Catalonia – essentially a Spanish “state” located on the upper North-Eastern Mediterranean coast of Spain, has long had an independent reputation.
In some ways, specific distinctions and differences notwithstanding, it is a “purple state” much like Colorado in the U.S. with a long history of conflict with its adjacent neighbours and the federal government.
For this very reason, the development of cannabis reform in Catalonia is intriguing – and not just from a recreational point of view. Essentially, the state, with its centre in Barcelona, has thrown down its own gauntlet to the Spanish federal government – and for a variety of reasons. The current grey zone of loopholes in which the cannabis club vertical has developed has caused more problems than they solved. Enshrining a situation where people can grow small amounts at home, in a private environment with others, makes sense. The cannabis clubs are non-profit, and so are the grows that supply them. This is also a stab in the heart of a growing black market trade with disturbing criminal elements that is also appearing to supply black markets, in particularly the UK.
It may not be perfect, but it is clearly the next formal step that is also taking place in a cash-strapped country, where insurers are not forced into the front lines. This is the case in any federal discussion. See Germany. And it creates, while not the ideal scenario for patients, at least a better one for an undefined interim period. It is possible, in this model, for patients to access medication for about the same amount of money every month as Israeli patients.
It does mean that the sickest patients are left out of the discussion. If you cannot afford membership, there is no formal way to make sure that happens. However, the focus on availability and access is more comprehensive by definition here. Why? The industry is still required to be non-profit and operate ostensibly for the good of local communities. That, by definition, means inclusion.
While it is not the “ideal” insurance model patients are pushing for elsewhere, is this in fact, a semi-reasonable compromise?
Patient Access Is Critical Right Now
As of 2017, patients are primarily concerned about one thing when it comes to cannabis, access. That means affordable products that are easy to find. It means doctors who are willing to prescribe. It means insurance companies who are willing to foot the tab and governments who are ready to enforce them. At present, the most widely available information shows that cannabis patients are still no more than 3.9% of any measurable population (Maine and California share this distinction). It says nothing about the many patients who still do not have access because of cost or transportation.
But just how many medical cannabis patients are there, on average, per country? The truth is nobody knows. In Canada, medical cannabis users now number between 130,000 people to as many as 170,000. This is up from 7,900 just 3 years ago. Even without insurance coverage. And that is expected to double again in a year.
Does this mean, from a global perspective, that perhaps the Catalonian model might make sense for a transitionary phase as cannabis is evaluated in global medical trials for jurisdictions who do not want to pay for underwritten, formal health insurance? There is an argument – to some extent born out by the path of change in the United States, that full legalization and “tax and regulate” is the way to go.
However, Catalonia has proven that in fact there is still a potentially viable third option to this discussion. And further, one where there are no taxes on the table, but neither is health insurance.
Still No Formal Medical Status
There are many negatives to the current situation in Spain. The first being that this is still not a federally regulated market. Experienced medical growers will be excluded from participation in any federal cannabis bid in other countries – starting in Europe. It also means that potentially, the Spanish government, when it makes its federal decision about medical use, could exclude the cannabis club vertical and skip straight to foreign or pharmaceutical firms – as the German government is doing now. That is not likely.
However what this also does, is create an island of small, relatively unfunded producers in-country who are facing the growth of a major international industry and multi-country players elsewhere. While at the same time not really allowing for capitalization of the same. This means that the government is on the hook also for medical trials that they alone must pay for. It also means investors from outside Spain who get into the market now must be motivated by something other than just short term profit.
It still also means that cannabis is not covered or recognized as a medical product – or at least of the prescription THC kind.
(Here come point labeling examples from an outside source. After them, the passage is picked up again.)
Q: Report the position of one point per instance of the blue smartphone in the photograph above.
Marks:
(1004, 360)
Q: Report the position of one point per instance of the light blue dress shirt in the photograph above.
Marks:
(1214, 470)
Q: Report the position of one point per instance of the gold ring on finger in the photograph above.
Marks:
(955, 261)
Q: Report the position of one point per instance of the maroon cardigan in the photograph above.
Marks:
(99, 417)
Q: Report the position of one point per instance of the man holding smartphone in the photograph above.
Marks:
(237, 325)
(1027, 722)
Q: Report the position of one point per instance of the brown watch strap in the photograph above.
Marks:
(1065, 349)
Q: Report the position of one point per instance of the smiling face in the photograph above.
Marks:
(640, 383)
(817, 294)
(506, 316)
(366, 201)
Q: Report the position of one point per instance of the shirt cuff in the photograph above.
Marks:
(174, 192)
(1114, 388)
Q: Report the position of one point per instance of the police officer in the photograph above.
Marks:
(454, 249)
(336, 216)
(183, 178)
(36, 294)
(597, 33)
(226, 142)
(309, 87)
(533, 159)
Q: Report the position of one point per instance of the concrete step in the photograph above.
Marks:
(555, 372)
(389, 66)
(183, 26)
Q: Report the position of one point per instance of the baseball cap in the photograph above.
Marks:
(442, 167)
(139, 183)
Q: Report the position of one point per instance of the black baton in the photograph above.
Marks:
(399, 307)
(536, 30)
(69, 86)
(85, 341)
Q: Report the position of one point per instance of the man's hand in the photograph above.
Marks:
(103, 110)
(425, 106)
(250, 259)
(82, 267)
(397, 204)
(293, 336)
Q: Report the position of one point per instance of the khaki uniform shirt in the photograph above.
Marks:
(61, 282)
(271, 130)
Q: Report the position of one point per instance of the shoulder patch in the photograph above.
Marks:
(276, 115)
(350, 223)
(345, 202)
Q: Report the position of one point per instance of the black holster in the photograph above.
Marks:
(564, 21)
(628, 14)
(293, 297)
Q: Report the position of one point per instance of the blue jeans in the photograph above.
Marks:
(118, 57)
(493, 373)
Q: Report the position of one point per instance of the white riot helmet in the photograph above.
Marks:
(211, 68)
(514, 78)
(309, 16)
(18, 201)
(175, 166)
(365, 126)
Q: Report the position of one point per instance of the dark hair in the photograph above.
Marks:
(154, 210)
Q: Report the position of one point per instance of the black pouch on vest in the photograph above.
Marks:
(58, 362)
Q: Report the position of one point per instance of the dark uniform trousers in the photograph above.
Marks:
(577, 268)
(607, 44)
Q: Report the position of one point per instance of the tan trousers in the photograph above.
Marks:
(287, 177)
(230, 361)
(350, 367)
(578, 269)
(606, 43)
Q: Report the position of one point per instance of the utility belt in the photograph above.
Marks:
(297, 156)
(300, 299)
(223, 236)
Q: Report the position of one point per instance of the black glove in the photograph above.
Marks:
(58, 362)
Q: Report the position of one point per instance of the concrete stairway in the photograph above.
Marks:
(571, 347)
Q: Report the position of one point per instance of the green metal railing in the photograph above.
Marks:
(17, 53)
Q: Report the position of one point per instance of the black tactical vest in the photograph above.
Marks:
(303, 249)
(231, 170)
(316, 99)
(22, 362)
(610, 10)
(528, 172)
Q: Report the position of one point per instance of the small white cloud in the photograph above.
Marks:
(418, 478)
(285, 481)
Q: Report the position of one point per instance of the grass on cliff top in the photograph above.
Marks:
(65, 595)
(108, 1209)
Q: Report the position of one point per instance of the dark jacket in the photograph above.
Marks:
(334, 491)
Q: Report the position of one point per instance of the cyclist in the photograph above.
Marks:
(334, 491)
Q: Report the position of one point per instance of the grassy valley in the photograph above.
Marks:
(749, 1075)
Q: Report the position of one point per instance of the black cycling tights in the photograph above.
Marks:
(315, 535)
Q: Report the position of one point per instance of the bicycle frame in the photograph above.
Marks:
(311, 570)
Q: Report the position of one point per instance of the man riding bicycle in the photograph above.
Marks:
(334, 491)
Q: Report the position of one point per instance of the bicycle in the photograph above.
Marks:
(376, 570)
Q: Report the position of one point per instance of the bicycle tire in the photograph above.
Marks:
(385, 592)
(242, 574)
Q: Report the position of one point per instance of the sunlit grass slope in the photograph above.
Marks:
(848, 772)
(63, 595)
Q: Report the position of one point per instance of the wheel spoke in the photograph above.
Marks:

And from the federal level. This is, in effect, really, no different than what is also now the operating procedure in Holland, where major insurers summarily dropped cannabis coverage as of Q1 this year. The major difference in the Dutch and Catalonian state experiment? The Dutch growers can operate for-profit coffeeshops with no membership required (although the Dutch government certainly tried with a doomed initiative called “Weedpass.”)
The answer, therefore, certainly from a policy and patient perspective, is that half-way measures are better than none. But being priced out of medicine, for any reason, is not much better than being sent to jail for a joint.
At present, none of these models or answers, are what patients really need everywhere reform is now being considered. But in a stop-gap, temporary, kind of way, the Catalonian clubs now offer an oasis if not beach hold of respite on a map that still has a lot of “green” areas missing.